Country/Region:  IN
Requisition ID:  36163
Work Model: 
Position Type: 
Salary Range: 
Location:  INDIA - PUNE - BIRLASOFT OFFICE - HINJAWADI

Title:  Technical Lead-Data Engg

Description: 

Area(s) of responsibility

Job Description: Azure Data Engineer (Databricks & PySpark)

Experience: 7–10 Years
Employment Type: Full-time


Role Summary

We are looking for a highly skilled Azure Data Engineer with strong hands‑on expertise in Azure Databricks, PySpark, ADF, and SQL. The candidate will be responsible for architecting, developing, and optimizing modern data platforms and analytical solutions on Azure. The role requires strong experience building enterprise-grade data pipelines, enabling ingestion from diverse sources, implementing complex transformations, and supporting scalable analytics initiatives.


Key Responsibilities

1. Data Solution Design & Architecture

  • Design end‑to‑end data engineering solutions using Azure Data Factory, Azure Databricks, PySpark, SQL, and other Azure-native services.
  • Architect and implement scalable and secure Modern Data Warehouse (MDW) and Lakehouse solutions leveraging Azure Data Lake Storage and Databricks.
  • Develop data models, integration patterns, and reusable frameworks aligned with best practices and enterprise architecture standards.
  • Participate in requirement discussions, solution blueprinting, and technical feasibility assessments.

2. Data Pipeline Development

  • Build and optimize robust, high-throughput ELT/ETL pipelines, enabling ingestion, transformation, and curation of structured, semi‑structured, and unstructured data.
  • Integrate data from multiple on‑premise and cloud‑based systems, APIs, and third-party sources.
  • Implement complex transformations using PySpark, ensuring performance efficiency and code modularity.
  • Build orchestration workflows in ADF, including pipelines, triggers, linked services, integration runtimes, and parameterized datasets.

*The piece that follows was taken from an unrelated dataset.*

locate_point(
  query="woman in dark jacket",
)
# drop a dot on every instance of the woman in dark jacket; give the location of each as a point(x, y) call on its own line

3. Databricks & PySpark Engineering

  • Develop scalable transformation scripts using PySpark on Databricks, applying advanced optimizations like caching, partitioning, and Delta Lake capabilities.
  • Implement Delta Lake features—ACID transactions, schema enforcement, schema evolution, and time travel—across the data lifecycle.
  • Perform performance tuning, handling bottlenecks related to cluster configuration, shuffle operations, joins, and parallelization.
  • Collaborate with platform teams to manage Databricks clusters, jobs, notebooks, and CI/CD integrations.

Mandatory Skills & Experience

  • Minimum 7–10 years of experience in data engineering, with strong hands‑on exposure to Azure data ecosystem.
  • At least 2 years of real project experience in Azure Databricks (not POCs).
  • At least 2 years of hands-on experience building data pipelines using Azure Data Factory (ADF).
  • At least 2 years of experience developing PySpark-based transformations in Databricks.
  • Experience with Azure Data Lake Storage (ADLS Gen2), data partitioning strategies, and file formats like Parquet/Delta/JSON.